Reputation: 435
I have a Dataframe like this:
id1 id2 c1 c2
1 a1 5 3
1 a1 6 2
1 a1 9 4
2 b1 5 2
2 b1 23 43
1 a1 34 32
3 3a 234 435
Now I want to add eight new columns like this:
c1_max c2_max c1_secondMax c2_secondMax c1_thirdMax c2_thirdMax c1_min c2_min
I want to groupBy id1
and id2
I already added the c1_max c2_max c1_min c2_min
columns like this:
features = ["c1","c2"]
maxData = all_data.groupby(['id1','id2'])[features].agg('max')
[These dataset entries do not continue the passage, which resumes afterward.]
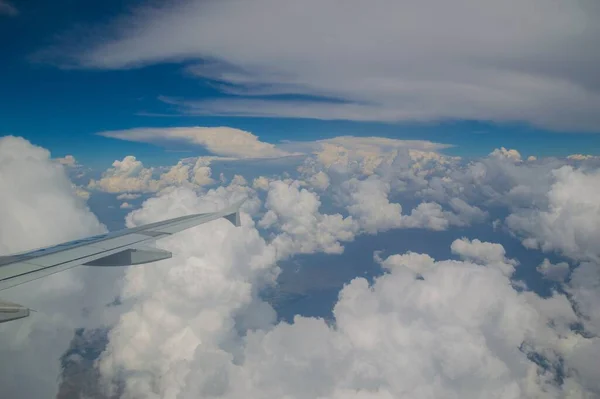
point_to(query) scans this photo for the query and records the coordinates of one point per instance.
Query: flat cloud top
(387, 60)
(224, 141)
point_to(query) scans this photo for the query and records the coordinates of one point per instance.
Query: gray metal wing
(119, 248)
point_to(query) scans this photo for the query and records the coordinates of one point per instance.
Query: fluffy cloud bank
(426, 328)
(435, 61)
(195, 325)
(39, 207)
(130, 175)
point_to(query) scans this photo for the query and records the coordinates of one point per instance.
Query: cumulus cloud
(435, 61)
(425, 328)
(363, 154)
(570, 223)
(39, 208)
(223, 141)
(130, 175)
(198, 296)
(294, 212)
(511, 154)
(68, 160)
(556, 272)
(128, 196)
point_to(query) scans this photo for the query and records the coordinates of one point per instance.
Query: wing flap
(21, 268)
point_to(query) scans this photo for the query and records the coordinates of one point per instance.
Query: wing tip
(233, 214)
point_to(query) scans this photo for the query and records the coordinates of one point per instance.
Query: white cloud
(551, 271)
(570, 223)
(294, 212)
(126, 175)
(426, 328)
(261, 183)
(584, 287)
(362, 154)
(130, 175)
(511, 154)
(39, 208)
(68, 160)
(435, 61)
(8, 9)
(128, 196)
(368, 202)
(223, 141)
(187, 306)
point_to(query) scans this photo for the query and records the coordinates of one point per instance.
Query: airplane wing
(119, 248)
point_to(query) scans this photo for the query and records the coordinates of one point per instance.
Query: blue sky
(403, 248)
(62, 109)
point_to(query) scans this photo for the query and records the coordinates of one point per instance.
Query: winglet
(233, 213)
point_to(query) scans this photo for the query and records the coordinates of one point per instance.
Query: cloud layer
(223, 141)
(532, 61)
(195, 325)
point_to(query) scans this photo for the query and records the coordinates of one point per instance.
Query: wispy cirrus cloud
(533, 61)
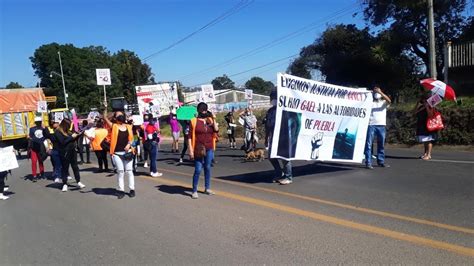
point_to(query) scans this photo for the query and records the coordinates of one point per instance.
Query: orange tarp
(20, 100)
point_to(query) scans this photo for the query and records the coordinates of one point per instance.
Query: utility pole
(432, 47)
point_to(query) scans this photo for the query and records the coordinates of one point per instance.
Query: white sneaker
(286, 181)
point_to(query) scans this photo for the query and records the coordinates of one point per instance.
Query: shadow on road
(302, 170)
(175, 190)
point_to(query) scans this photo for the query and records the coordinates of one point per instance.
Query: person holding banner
(283, 173)
(201, 146)
(120, 146)
(377, 123)
(67, 152)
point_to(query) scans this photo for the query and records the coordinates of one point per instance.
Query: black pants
(3, 175)
(81, 150)
(102, 159)
(69, 158)
(185, 147)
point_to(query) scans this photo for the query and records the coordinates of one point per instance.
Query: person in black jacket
(67, 152)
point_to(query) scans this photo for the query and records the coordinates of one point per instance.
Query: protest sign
(42, 107)
(157, 99)
(7, 159)
(319, 121)
(208, 93)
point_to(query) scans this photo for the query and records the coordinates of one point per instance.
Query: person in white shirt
(377, 123)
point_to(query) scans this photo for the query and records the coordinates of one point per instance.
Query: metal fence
(461, 55)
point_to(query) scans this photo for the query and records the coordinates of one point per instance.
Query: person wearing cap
(283, 168)
(36, 139)
(201, 146)
(377, 123)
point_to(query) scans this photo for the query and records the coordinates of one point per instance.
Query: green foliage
(223, 83)
(79, 65)
(260, 86)
(13, 85)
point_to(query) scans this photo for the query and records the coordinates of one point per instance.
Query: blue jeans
(205, 163)
(372, 131)
(285, 171)
(56, 159)
(153, 156)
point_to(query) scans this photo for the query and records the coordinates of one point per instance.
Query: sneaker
(209, 192)
(286, 181)
(120, 194)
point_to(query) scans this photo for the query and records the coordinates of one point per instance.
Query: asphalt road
(415, 212)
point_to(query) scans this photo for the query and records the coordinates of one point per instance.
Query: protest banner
(208, 93)
(7, 159)
(157, 99)
(319, 121)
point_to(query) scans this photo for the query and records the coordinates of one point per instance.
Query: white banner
(248, 94)
(319, 121)
(157, 99)
(7, 159)
(103, 76)
(208, 93)
(42, 107)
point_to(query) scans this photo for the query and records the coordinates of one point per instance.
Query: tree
(13, 85)
(408, 20)
(79, 65)
(223, 83)
(260, 86)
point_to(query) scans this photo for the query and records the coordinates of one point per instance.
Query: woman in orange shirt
(100, 133)
(120, 144)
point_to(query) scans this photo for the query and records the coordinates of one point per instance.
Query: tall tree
(223, 83)
(79, 65)
(408, 20)
(13, 85)
(259, 85)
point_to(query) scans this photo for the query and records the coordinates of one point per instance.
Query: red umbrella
(440, 88)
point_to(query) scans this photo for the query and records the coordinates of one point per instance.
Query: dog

all_data = pd.merge(all_data, maxData.reset_index(), suffixes=["", "_max"], how='left', on=['id1', 'id2'])
minData= all_data.groupby(['id1','id2'])[features].agg('min')
all_data = pd.merge(all_data, minData.reset_index(), suffixes=["", "_max"], how='left', on=['id1', 'id2'])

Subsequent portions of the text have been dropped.